Prosecutor of International Criminal Court to investigate Russia's war crimes in Ukraine

Prosecutor of International Criminal Court to investigate Russia's war crimes in Ukraine

Ukrinform
Prosecutor of the International Criminal Court in The Hague Karim Khan has announced that he will launch an investigation into alleged war crimes and crimes against humanity in Ukraine.

As his statement reads, the grounds for launching the investigation are the results of the preliminary investigation into the situation in Crimea and Donbas, published last year, as well as current events in Ukraine.

“I have already tasked my team to explore all evidence preservation opportunities,” Khan said.

He noted that he might seek and obtain authorisation from the Pre-Trial Chamber of the ICC to open an investigation, but an alternative route that could further expedite matters would be for an ICC State Party [Ukraine is not an ICC State Party] to refer the situation to my Office, “which would allow us to actively and immediately proceed with the Office's independent and objective investigations.”

“I will also be asking for the support of all States Parties and the international community as a whole as my Office sets about its investigations.  I will be calling for additional budgetary support, for voluntary contributions to support all our situations, and for the loan of gratis personnel.

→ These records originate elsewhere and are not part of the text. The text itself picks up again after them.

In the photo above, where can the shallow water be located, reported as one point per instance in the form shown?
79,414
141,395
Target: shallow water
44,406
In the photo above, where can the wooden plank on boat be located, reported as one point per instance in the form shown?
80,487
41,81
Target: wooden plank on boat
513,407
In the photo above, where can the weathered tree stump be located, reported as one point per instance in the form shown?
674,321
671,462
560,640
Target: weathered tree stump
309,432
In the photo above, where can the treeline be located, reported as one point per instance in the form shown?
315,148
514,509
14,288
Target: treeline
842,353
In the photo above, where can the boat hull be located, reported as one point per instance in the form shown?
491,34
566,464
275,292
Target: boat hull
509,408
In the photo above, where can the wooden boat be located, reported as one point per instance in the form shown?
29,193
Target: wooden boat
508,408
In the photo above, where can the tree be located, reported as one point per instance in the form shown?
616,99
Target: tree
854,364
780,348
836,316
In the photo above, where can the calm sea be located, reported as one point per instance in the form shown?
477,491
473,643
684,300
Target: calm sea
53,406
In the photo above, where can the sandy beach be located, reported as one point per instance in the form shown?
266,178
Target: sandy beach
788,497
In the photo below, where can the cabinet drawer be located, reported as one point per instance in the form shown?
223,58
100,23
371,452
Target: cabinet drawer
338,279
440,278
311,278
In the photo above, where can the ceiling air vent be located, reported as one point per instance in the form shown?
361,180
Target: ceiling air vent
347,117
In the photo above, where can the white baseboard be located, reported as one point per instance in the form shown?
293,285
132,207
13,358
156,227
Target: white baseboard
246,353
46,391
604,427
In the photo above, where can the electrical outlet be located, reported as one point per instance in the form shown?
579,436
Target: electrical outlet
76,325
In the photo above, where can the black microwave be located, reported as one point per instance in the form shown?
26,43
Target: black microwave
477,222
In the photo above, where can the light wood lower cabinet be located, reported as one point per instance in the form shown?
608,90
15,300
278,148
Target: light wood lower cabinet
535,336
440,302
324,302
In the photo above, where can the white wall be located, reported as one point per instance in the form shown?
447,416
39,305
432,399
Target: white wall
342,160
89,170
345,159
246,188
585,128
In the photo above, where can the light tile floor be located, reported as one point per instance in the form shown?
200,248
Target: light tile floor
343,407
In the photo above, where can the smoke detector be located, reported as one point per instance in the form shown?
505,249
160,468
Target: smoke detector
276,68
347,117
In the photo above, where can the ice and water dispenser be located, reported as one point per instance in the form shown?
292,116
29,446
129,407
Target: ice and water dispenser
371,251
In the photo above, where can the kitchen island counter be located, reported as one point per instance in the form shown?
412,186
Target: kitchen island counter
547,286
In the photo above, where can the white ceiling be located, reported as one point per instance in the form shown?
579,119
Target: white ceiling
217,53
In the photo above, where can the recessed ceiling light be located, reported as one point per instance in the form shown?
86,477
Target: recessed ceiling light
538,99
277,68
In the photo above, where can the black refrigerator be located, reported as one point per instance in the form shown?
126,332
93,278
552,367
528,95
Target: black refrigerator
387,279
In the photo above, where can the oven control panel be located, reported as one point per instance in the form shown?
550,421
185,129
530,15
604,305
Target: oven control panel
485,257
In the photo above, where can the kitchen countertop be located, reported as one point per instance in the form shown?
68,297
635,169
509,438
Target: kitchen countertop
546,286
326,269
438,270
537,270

The importance and urgency of our mission is too serious to be held hostage to lack of means,” Khan stressed.

As a reminder, Lithuania already filed an application with a request to investigate war crimes committed by Russia and Belarus in Ukraine. Prime Minister Ingrida Šimonytė said: "What Putin is doing is just murder and nothing more, and I hope he will be in The Hague."

After Lithuania's submission, Khan will not have to seek the judges' approval to launch a new investigation, so he can get to work quickly.

Ukraine also filed a lawsuit against Russia at the International Court of Justice over invasion under the pretext of false allegations of "genocide" of the Russian-speaking population.

Several groups have begun gathering evidence of war crimes to use them at future trials at the ICC and elsewhere.

Bellingcat founder Eliot Higgins said he was working with other organizations to gather evidence that would be accepted in court.